Nuclear Nightmare Nearer?
Charles Krauthammer pronounces nuclear non-proliferation a dead letter, courtesy of the West's flaccidity vis-a-vis North Korea and Iran. The New York Sun's Eli Lake details the latest news as to North Korean - Syrian cooperation, that led to the nascent plutonium nuclear reactor which Israel destroyed last September 6; even if Syria didn't plan to try to manufacture nuclear bombs, its plant served as a way for North Korea to eventually produce weapons-grade plutonium in a remote area thought free of close aerial scrutiny. Which leaves, Iraq having killed preventive war as a politically viable option, deterrence as our only remaining option.

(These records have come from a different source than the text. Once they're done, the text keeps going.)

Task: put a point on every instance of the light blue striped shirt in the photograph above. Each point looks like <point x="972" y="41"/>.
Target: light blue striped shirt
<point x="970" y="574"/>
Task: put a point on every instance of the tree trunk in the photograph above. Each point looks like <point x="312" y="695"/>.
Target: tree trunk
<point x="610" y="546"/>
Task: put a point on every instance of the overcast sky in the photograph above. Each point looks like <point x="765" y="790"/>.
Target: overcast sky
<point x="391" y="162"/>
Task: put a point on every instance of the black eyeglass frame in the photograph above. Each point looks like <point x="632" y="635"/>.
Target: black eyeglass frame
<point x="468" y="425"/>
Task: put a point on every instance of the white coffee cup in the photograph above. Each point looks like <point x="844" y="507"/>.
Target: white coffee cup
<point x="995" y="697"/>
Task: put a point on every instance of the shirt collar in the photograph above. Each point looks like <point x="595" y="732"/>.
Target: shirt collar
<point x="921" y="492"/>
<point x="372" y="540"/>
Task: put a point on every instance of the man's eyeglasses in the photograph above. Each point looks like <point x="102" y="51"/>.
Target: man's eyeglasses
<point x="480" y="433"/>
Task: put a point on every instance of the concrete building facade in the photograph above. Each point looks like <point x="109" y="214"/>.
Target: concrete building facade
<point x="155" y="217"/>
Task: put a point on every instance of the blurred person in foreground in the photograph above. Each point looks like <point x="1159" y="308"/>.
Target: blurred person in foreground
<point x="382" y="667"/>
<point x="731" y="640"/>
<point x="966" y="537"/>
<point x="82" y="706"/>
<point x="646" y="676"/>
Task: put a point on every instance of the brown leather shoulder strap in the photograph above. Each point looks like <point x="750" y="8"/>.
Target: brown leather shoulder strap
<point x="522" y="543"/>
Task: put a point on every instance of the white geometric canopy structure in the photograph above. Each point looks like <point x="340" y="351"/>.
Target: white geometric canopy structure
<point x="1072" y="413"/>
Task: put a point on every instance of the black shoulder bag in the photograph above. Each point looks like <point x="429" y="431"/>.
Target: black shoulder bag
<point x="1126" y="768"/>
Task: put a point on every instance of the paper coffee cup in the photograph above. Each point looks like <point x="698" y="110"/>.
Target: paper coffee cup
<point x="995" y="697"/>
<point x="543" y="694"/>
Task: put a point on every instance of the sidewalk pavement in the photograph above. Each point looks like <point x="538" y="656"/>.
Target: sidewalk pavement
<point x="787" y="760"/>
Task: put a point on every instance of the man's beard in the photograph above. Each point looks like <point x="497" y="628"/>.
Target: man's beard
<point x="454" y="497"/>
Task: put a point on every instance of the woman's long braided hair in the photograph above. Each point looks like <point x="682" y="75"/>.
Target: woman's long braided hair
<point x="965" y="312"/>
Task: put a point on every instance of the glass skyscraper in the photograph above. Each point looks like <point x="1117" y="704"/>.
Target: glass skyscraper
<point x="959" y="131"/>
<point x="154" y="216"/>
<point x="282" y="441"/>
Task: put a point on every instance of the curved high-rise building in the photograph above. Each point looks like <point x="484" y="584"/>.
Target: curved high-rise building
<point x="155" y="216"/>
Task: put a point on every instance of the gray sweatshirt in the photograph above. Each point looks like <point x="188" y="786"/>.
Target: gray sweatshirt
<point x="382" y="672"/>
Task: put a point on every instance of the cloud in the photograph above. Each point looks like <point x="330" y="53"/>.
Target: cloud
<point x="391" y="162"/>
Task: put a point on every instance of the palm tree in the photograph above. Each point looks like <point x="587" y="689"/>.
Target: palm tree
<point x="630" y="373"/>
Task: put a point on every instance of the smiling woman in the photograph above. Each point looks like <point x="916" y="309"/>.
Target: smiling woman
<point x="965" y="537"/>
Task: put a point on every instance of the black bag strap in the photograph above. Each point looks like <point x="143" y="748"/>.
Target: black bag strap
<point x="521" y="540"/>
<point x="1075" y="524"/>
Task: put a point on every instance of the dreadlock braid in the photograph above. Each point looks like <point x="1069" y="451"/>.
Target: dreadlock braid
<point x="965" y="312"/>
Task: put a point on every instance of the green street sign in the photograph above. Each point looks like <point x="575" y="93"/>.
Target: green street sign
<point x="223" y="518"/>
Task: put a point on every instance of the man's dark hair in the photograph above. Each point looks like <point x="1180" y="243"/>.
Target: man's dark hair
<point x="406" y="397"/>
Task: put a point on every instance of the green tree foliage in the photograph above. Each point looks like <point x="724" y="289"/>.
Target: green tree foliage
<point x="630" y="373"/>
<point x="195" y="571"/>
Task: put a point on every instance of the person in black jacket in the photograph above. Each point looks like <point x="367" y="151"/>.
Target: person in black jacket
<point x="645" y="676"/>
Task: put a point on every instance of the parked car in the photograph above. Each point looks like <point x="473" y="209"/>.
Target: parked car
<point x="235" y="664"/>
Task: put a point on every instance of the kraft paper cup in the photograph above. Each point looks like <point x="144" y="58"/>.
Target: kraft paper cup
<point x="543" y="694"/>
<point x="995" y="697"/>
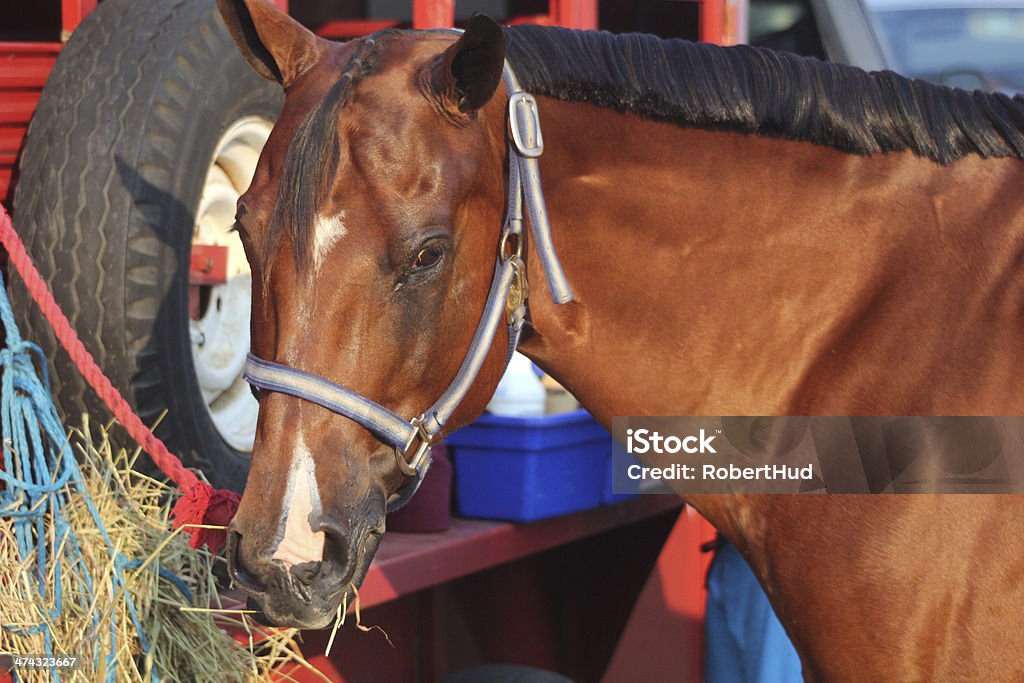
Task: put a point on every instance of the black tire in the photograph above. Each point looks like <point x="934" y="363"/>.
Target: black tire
<point x="111" y="177"/>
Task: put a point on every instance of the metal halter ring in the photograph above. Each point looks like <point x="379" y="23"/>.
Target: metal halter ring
<point x="411" y="466"/>
<point x="504" y="243"/>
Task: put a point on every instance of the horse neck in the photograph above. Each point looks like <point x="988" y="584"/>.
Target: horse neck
<point x="721" y="273"/>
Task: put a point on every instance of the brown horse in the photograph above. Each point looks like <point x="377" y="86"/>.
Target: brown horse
<point x="744" y="232"/>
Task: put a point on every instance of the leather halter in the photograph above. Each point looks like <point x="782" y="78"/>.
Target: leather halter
<point x="509" y="290"/>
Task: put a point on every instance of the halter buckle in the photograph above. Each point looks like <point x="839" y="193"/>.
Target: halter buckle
<point x="411" y="466"/>
<point x="525" y="123"/>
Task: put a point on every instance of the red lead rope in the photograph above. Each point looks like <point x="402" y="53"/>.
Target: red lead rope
<point x="200" y="503"/>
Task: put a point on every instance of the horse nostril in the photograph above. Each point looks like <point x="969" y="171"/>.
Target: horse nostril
<point x="306" y="571"/>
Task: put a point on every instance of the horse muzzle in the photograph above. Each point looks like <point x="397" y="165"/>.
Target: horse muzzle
<point x="304" y="595"/>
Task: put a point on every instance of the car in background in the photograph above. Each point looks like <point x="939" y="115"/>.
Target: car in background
<point x="963" y="43"/>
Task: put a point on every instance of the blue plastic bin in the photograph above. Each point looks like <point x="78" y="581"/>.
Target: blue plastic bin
<point x="522" y="469"/>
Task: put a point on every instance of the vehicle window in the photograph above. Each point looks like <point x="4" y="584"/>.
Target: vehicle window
<point x="784" y="25"/>
<point x="975" y="47"/>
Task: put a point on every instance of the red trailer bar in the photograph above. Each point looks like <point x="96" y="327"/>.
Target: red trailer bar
<point x="433" y="13"/>
<point x="72" y="13"/>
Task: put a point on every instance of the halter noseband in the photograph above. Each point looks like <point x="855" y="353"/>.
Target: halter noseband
<point x="509" y="289"/>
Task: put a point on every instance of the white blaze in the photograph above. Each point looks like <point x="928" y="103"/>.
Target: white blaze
<point x="300" y="543"/>
<point x="326" y="232"/>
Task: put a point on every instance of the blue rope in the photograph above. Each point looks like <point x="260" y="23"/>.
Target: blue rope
<point x="38" y="467"/>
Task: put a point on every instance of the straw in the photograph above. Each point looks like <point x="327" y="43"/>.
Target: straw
<point x="169" y="589"/>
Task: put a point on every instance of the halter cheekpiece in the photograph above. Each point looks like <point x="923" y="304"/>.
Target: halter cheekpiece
<point x="507" y="298"/>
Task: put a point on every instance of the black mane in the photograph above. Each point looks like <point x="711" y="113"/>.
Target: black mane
<point x="765" y="92"/>
<point x="741" y="88"/>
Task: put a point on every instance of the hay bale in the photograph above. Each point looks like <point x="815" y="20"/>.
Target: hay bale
<point x="134" y="611"/>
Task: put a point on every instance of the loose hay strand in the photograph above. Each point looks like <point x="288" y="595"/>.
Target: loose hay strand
<point x="187" y="642"/>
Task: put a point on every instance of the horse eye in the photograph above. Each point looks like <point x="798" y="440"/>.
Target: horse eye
<point x="428" y="257"/>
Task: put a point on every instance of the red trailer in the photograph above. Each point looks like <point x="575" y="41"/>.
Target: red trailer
<point x="145" y="128"/>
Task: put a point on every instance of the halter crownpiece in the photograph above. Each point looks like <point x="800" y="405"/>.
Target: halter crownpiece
<point x="509" y="289"/>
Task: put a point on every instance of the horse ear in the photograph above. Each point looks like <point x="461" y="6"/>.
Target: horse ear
<point x="466" y="75"/>
<point x="275" y="45"/>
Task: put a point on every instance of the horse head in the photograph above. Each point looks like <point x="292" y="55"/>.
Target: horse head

If deterrence fails, the consequences of a Hiroshima-size nuke detonating on the Washington, DC Mall are summarized here in the Washington Times. Ashton Carter proposes coping strategies for the aftermath. One assumption Carter helps raise doubts as to is that after a single terrorist nuke is set off in an American city, we would, as soon as we find out whom (using nuclear forensics to trace), instantly retaliate. Except that the going assumption, as Carter notes, is that such a group will have other weapons in reserve. If they face instant annihilation (assuming we find them, what incentive have they to not set off any other devices they have? The deterrence that likely will be our main strategy for stopping nuclear terror and sponsoring states appears a slender reed indeed.